Rene Descartes once said that “perfect numbers like perfect men are very rare.” Maybe this is especially true when it comes to the numbers which make up the PDI (pharmacist demand indicator). But if the PDI is even just a somewhat reliable guide, there might be an encouraging (albeit modest) rise in jobs opportunities for some pharmacists in the year to come. According to the 2017 Q4 PDI data, the average community pharmacy job opening scored 3.37. The PDI is measured on a scale of 1-4, with anything over 3.0 indicating a higher demand for pharmacists than supply. This was the highest score for community pharmacy of any quarter in 2017. Institutional (hospital) came in at 2.64, the second lowest number for that job setting last year.
For those who have watched the PDI (formerly referred to as the ADI) over the years, you understand that this is a subjective assessment of how difficult it is to fill a job opening for pharmacists. Some have objected to the subjective nature of this measure, and therefore discounted its value. But as I have argued for a long time, there is simply and unfortunately no solidly objective way to address this issue. Subjective impressions are what we are stuck with. It’s not a perfect number. But if we are willing to trust the anonymous (and presumably unbiased) opinions of these individuals, the data may be useful to us.
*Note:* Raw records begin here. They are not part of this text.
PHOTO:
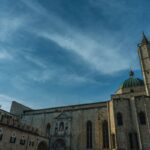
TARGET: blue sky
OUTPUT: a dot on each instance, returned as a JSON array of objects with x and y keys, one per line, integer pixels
[{"x": 55, "y": 53}]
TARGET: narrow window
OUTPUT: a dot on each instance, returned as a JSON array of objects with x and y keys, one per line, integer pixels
[
  {"x": 142, "y": 118},
  {"x": 48, "y": 129},
  {"x": 119, "y": 119},
  {"x": 113, "y": 141},
  {"x": 1, "y": 134},
  {"x": 61, "y": 126},
  {"x": 105, "y": 134},
  {"x": 13, "y": 138},
  {"x": 131, "y": 140},
  {"x": 89, "y": 134},
  {"x": 136, "y": 141},
  {"x": 22, "y": 140}
]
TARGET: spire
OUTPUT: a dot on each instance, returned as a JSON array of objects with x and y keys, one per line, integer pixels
[{"x": 144, "y": 40}]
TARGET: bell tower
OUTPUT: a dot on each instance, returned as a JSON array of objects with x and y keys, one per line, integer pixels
[{"x": 144, "y": 55}]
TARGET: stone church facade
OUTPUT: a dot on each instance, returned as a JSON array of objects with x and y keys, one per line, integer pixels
[{"x": 122, "y": 123}]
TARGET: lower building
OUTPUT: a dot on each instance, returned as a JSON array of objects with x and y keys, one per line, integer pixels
[{"x": 121, "y": 123}]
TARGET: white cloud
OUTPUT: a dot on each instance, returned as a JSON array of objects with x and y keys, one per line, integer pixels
[
  {"x": 102, "y": 55},
  {"x": 5, "y": 55}
]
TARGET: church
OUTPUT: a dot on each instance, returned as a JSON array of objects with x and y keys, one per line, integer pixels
[{"x": 122, "y": 123}]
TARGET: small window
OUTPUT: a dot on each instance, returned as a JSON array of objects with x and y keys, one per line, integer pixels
[
  {"x": 105, "y": 134},
  {"x": 22, "y": 141},
  {"x": 48, "y": 129},
  {"x": 13, "y": 138},
  {"x": 119, "y": 119},
  {"x": 61, "y": 126},
  {"x": 131, "y": 140},
  {"x": 132, "y": 91},
  {"x": 113, "y": 141},
  {"x": 142, "y": 118},
  {"x": 89, "y": 134},
  {"x": 32, "y": 143},
  {"x": 1, "y": 134}
]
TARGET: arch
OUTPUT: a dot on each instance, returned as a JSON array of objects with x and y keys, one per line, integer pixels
[
  {"x": 89, "y": 134},
  {"x": 142, "y": 118},
  {"x": 105, "y": 134},
  {"x": 48, "y": 129},
  {"x": 59, "y": 144},
  {"x": 42, "y": 146},
  {"x": 119, "y": 119}
]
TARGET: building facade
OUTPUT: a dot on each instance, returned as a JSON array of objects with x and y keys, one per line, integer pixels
[{"x": 122, "y": 123}]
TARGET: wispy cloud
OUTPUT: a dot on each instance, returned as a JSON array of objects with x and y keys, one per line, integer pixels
[{"x": 96, "y": 52}]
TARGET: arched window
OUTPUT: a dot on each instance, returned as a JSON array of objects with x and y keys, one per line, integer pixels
[
  {"x": 13, "y": 138},
  {"x": 22, "y": 140},
  {"x": 1, "y": 134},
  {"x": 89, "y": 134},
  {"x": 105, "y": 134},
  {"x": 61, "y": 126},
  {"x": 142, "y": 118},
  {"x": 119, "y": 119},
  {"x": 48, "y": 129}
]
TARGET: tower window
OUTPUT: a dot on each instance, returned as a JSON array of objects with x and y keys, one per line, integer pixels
[
  {"x": 113, "y": 141},
  {"x": 61, "y": 126},
  {"x": 131, "y": 140},
  {"x": 142, "y": 118},
  {"x": 119, "y": 119},
  {"x": 89, "y": 134},
  {"x": 13, "y": 138},
  {"x": 48, "y": 129},
  {"x": 1, "y": 134},
  {"x": 105, "y": 134}
]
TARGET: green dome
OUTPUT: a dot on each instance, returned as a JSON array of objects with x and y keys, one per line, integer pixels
[{"x": 132, "y": 81}]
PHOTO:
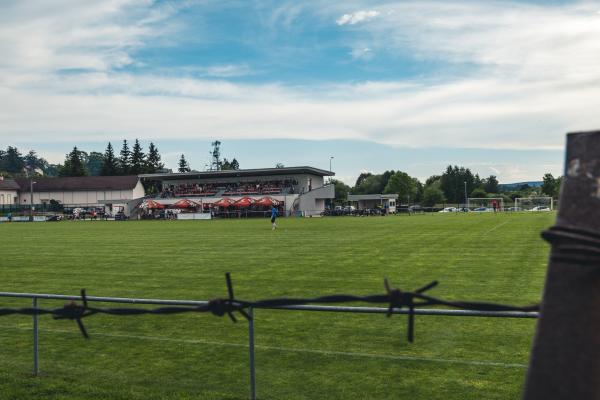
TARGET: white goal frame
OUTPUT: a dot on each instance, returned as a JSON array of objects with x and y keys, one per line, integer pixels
[
  {"x": 488, "y": 199},
  {"x": 551, "y": 206}
]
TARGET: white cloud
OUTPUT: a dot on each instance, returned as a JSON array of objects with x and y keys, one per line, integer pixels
[
  {"x": 536, "y": 78},
  {"x": 356, "y": 17}
]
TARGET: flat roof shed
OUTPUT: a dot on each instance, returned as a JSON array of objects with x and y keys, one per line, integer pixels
[{"x": 369, "y": 201}]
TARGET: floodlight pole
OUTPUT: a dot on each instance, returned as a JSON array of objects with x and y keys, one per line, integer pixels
[
  {"x": 31, "y": 198},
  {"x": 565, "y": 358}
]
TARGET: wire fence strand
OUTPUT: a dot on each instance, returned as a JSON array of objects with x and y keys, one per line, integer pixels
[{"x": 395, "y": 299}]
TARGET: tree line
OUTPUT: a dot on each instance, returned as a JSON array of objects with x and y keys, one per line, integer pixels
[
  {"x": 453, "y": 186},
  {"x": 129, "y": 161}
]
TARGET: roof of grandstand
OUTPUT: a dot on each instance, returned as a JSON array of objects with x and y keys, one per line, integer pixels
[
  {"x": 241, "y": 173},
  {"x": 357, "y": 197},
  {"x": 80, "y": 183}
]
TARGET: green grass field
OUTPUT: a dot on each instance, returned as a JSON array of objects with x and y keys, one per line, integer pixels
[{"x": 300, "y": 355}]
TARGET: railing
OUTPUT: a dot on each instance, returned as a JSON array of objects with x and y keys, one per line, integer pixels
[{"x": 411, "y": 312}]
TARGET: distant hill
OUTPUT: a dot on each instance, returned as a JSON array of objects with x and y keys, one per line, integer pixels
[{"x": 518, "y": 185}]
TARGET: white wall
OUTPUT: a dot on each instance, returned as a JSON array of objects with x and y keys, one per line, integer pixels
[
  {"x": 8, "y": 196},
  {"x": 82, "y": 197}
]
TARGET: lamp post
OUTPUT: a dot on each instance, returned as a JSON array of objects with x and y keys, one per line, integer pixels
[{"x": 31, "y": 183}]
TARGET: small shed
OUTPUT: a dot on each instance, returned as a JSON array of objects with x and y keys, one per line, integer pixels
[{"x": 370, "y": 201}]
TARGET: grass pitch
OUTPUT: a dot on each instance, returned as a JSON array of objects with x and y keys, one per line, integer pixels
[{"x": 300, "y": 355}]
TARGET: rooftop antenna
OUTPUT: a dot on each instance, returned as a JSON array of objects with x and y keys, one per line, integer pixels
[{"x": 215, "y": 164}]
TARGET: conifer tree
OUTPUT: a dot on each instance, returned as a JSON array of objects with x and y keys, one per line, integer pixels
[
  {"x": 125, "y": 159},
  {"x": 109, "y": 166},
  {"x": 137, "y": 159},
  {"x": 153, "y": 163},
  {"x": 183, "y": 164}
]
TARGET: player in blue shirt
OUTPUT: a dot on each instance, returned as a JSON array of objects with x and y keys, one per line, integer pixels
[{"x": 273, "y": 217}]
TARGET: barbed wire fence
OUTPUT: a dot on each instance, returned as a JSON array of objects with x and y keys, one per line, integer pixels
[{"x": 397, "y": 301}]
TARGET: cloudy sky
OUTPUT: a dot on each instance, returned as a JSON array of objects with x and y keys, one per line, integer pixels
[{"x": 377, "y": 85}]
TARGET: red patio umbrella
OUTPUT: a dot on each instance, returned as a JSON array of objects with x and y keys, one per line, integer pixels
[
  {"x": 152, "y": 205},
  {"x": 266, "y": 201},
  {"x": 224, "y": 202},
  {"x": 185, "y": 203},
  {"x": 244, "y": 202}
]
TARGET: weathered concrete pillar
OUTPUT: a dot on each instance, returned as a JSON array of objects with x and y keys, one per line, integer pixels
[{"x": 565, "y": 359}]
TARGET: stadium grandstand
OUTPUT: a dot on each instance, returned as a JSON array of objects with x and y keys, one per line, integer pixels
[
  {"x": 297, "y": 190},
  {"x": 294, "y": 190}
]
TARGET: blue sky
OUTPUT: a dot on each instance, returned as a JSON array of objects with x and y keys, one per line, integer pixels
[{"x": 401, "y": 85}]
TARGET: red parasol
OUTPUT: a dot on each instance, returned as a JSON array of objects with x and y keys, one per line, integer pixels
[
  {"x": 266, "y": 201},
  {"x": 244, "y": 202},
  {"x": 224, "y": 202},
  {"x": 152, "y": 205},
  {"x": 185, "y": 203}
]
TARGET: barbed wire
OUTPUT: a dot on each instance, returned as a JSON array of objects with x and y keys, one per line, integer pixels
[{"x": 395, "y": 299}]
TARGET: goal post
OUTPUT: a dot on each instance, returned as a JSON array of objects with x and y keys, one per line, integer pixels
[
  {"x": 534, "y": 204},
  {"x": 474, "y": 203}
]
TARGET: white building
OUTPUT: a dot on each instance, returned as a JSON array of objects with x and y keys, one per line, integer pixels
[
  {"x": 372, "y": 201},
  {"x": 85, "y": 191}
]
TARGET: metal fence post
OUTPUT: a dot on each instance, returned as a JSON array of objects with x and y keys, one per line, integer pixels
[
  {"x": 36, "y": 365},
  {"x": 251, "y": 347}
]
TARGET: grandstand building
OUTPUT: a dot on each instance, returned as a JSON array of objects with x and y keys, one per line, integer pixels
[{"x": 299, "y": 190}]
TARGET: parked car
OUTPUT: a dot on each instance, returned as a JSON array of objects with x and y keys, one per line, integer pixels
[
  {"x": 540, "y": 208},
  {"x": 449, "y": 209}
]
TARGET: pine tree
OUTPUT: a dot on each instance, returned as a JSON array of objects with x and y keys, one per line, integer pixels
[
  {"x": 13, "y": 160},
  {"x": 110, "y": 166},
  {"x": 125, "y": 159},
  {"x": 137, "y": 159},
  {"x": 74, "y": 165},
  {"x": 153, "y": 163},
  {"x": 183, "y": 164}
]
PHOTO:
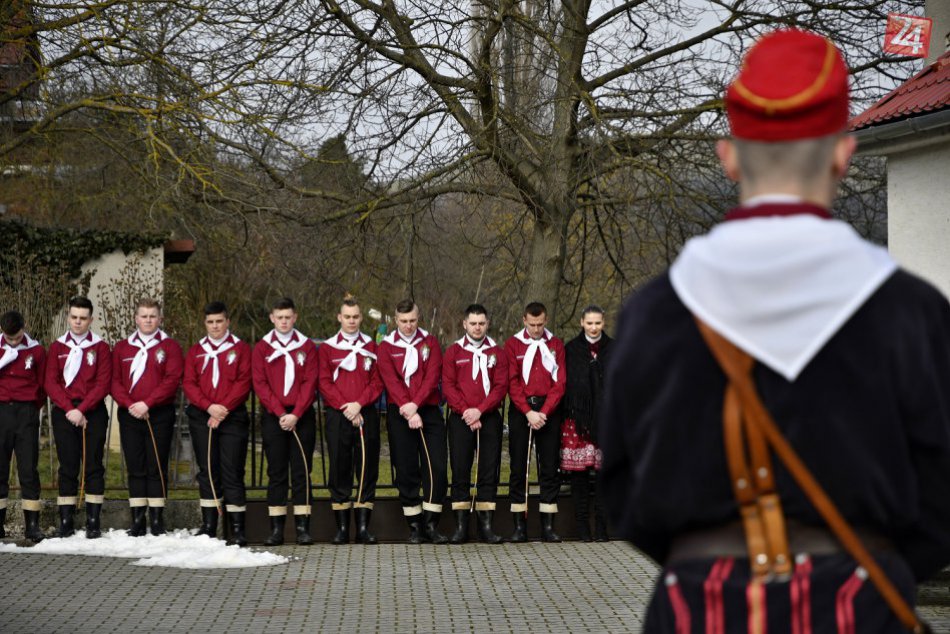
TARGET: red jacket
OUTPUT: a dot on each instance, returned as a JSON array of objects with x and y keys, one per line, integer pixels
[
  {"x": 269, "y": 377},
  {"x": 22, "y": 379},
  {"x": 362, "y": 385},
  {"x": 423, "y": 388},
  {"x": 234, "y": 376},
  {"x": 540, "y": 382},
  {"x": 158, "y": 384},
  {"x": 463, "y": 392},
  {"x": 91, "y": 384}
]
One thing to note are the states which have a demand indicator of 3.5 or higher. These are the areas with presumably the greatest demand for pharmacists right now. During the last quarter of 2017 there were 7 states in that category: CA (north), IA, MI, MN, NV, OR and VA. The VA inclusion is interesting, as they had previously been in the 2.01-2.49 range in Q3 and never above 3.0 in 2017 until Q4. Maybe now might not be a bad time to consider relocation to Old Dominion?
Concerning, however, is the number of states that fall below the 2.5 number (remember that 3.0 means an even supply and demand, and 2.0 means that demand is less than the supply). In Q4 a total of 15 states came in at 2.5 or lower. This is better than the 26 states at that level in Q3. However, Q1 and Q2 of 2017 only had 5 states in that low demand range. Florida came in at a pretty miserable 2.2. Utah and Mississippi both came in worse at 2.0.
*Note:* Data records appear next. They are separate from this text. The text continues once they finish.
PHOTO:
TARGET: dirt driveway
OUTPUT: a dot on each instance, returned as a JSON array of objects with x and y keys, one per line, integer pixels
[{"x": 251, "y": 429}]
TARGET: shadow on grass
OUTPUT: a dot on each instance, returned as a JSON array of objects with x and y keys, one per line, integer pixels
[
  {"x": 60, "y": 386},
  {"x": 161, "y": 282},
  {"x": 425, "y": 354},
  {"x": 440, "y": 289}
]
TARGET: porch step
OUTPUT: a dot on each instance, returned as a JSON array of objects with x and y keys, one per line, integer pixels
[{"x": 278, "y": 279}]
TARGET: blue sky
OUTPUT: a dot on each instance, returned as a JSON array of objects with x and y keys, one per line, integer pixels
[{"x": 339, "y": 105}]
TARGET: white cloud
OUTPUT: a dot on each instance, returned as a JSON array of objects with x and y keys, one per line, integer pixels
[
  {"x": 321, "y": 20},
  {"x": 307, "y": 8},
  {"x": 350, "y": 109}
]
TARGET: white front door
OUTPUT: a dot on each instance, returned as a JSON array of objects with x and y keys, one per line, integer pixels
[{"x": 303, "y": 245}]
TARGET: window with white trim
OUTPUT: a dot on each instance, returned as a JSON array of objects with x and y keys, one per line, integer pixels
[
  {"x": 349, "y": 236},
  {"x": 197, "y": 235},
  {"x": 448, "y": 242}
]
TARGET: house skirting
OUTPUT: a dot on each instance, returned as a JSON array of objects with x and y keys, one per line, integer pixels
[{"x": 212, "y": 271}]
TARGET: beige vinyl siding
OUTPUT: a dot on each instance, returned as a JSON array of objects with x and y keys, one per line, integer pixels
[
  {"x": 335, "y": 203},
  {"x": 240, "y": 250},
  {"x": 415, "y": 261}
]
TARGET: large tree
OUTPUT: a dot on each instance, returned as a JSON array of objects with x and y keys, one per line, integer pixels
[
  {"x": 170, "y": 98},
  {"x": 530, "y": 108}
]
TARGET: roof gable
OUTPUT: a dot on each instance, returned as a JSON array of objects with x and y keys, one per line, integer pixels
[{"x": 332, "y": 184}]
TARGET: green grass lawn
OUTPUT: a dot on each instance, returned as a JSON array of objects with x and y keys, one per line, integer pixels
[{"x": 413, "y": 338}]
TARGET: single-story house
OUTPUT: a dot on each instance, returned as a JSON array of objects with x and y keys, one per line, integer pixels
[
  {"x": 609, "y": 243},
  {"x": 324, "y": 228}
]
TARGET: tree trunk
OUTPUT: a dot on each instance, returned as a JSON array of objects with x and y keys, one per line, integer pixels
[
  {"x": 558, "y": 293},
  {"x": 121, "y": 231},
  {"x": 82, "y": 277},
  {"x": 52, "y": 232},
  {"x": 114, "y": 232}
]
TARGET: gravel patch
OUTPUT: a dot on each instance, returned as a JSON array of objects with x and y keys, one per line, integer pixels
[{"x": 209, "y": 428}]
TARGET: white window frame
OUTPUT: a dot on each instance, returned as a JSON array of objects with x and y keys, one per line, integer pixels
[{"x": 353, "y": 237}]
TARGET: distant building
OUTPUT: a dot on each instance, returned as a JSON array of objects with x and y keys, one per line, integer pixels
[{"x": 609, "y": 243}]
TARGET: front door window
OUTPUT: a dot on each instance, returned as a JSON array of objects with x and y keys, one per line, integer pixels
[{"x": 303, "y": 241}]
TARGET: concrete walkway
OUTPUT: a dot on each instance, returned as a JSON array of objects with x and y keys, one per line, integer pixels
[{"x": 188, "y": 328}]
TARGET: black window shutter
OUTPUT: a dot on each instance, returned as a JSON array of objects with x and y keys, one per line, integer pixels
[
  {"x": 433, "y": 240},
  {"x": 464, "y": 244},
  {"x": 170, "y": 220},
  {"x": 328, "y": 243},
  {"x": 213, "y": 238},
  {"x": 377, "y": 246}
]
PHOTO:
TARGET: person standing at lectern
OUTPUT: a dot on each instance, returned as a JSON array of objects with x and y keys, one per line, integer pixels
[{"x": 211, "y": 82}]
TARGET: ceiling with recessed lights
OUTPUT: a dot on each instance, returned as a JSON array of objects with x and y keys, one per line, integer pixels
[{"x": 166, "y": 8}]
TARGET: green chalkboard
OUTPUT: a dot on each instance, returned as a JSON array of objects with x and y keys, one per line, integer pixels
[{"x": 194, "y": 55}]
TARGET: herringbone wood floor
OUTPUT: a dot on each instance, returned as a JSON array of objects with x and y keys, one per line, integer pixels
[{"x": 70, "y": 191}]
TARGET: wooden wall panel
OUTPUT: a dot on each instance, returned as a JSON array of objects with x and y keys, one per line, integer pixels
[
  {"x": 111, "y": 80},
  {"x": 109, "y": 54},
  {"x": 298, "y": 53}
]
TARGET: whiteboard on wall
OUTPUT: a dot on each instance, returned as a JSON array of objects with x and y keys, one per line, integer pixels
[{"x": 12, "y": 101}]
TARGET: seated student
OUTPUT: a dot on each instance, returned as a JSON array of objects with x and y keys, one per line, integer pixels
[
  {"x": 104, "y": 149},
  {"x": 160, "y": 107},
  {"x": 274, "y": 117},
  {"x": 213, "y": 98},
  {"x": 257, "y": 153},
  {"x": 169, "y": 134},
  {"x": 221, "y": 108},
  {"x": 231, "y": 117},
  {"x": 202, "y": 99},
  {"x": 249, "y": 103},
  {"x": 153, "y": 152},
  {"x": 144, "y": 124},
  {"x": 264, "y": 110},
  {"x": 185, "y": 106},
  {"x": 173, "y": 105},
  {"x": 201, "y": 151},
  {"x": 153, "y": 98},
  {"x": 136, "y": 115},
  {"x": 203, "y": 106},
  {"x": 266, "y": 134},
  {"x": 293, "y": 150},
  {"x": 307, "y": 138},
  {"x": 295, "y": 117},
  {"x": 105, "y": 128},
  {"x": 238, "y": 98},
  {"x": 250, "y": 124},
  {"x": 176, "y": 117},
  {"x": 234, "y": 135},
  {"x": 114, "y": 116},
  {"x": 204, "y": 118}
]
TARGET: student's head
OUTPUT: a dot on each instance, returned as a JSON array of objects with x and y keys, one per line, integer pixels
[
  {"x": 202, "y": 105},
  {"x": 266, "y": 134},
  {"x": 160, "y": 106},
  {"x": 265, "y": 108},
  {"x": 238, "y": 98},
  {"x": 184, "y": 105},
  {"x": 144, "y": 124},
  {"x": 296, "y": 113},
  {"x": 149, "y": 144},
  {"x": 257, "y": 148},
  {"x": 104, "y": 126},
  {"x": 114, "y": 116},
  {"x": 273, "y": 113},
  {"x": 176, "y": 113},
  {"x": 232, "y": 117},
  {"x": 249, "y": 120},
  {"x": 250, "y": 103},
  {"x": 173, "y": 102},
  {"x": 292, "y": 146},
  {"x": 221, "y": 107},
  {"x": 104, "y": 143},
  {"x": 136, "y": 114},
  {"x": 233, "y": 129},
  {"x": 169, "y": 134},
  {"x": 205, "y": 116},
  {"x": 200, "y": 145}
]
The PDI website has been collecting data long enough to also show some interesting trends. For example, my home state of Massachusetts has always tended to trend worse (lower demand for pharmacists) than the rest of the nation over the past 5 years. But in 2 out of the last 3 quarters, it has actually trended above the national average with demand nearing a 5 year high. Conversely a state like Idaho which has historically always had a demand for pharmacists near or above the national average, dipped well below the U.S. average for all of 2017.
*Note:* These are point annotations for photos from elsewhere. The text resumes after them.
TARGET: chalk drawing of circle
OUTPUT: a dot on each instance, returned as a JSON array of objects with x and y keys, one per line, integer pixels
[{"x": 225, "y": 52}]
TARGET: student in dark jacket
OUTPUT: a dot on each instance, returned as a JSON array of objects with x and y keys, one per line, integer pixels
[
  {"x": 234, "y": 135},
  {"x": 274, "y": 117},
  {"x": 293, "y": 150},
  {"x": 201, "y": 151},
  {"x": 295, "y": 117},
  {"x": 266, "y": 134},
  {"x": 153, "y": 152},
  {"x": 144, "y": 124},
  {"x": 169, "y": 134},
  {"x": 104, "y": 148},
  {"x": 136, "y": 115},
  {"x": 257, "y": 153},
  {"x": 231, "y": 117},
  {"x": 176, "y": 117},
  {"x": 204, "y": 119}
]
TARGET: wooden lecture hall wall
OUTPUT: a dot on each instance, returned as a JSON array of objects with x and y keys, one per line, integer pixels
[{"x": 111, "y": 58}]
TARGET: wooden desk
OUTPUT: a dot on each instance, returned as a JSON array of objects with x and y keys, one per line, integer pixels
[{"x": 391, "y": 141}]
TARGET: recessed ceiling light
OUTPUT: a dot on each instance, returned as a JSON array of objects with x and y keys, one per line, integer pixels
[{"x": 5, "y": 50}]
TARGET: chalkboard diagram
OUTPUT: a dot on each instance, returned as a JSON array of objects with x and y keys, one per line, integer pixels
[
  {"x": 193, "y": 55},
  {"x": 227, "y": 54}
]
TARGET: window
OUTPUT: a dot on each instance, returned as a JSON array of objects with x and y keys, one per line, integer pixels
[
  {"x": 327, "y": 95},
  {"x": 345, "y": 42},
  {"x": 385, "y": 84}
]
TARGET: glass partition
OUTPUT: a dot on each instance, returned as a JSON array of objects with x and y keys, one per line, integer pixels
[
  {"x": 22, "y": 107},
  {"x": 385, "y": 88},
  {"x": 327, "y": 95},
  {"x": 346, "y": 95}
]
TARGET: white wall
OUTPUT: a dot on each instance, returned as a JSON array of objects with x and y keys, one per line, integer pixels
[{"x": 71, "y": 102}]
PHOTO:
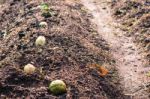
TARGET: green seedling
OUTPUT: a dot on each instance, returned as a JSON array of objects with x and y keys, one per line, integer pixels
[{"x": 57, "y": 87}]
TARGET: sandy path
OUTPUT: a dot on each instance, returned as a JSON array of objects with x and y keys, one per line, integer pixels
[{"x": 129, "y": 61}]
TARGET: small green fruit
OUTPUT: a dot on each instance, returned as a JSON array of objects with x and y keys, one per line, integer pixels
[
  {"x": 29, "y": 69},
  {"x": 43, "y": 24},
  {"x": 57, "y": 87},
  {"x": 40, "y": 41}
]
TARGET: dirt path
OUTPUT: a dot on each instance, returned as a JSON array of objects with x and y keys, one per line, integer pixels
[{"x": 129, "y": 61}]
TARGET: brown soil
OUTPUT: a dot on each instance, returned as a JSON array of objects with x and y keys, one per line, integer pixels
[
  {"x": 72, "y": 45},
  {"x": 134, "y": 15},
  {"x": 129, "y": 60}
]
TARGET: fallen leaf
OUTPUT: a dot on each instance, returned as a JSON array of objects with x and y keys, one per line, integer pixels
[{"x": 103, "y": 71}]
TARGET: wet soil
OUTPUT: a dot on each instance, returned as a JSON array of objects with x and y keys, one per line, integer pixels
[
  {"x": 72, "y": 44},
  {"x": 130, "y": 61}
]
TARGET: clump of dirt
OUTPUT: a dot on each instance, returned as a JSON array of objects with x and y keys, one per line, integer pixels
[{"x": 71, "y": 45}]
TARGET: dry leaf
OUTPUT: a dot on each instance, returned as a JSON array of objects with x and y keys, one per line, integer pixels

Finally, it should be noted that the latest data continue to show that “managers” tend to have the most consistently high demand in all markets. In all 4 quarters of 2017, demand for pharmacists in “manager” roles never dropped below 3.0. This was not true for “specialized” pharmacists (e.g. Oncology, ED, pediatrics, etc.) or “staff” pharmacy positions. That said, it should be pointed out that the West (including states like CA, AK, HI and OR) appear to have a very high demand right now (Q4 rating of 4.52) for specialized pharmacists.
Descartes was right. Perfect numbers are rare. So are perfect pharmacists. And perfect jobs. The PDI is not a perfect number. That’s okay. It can still be a good tool, and when used as such, might just be the career advice you’re looking for.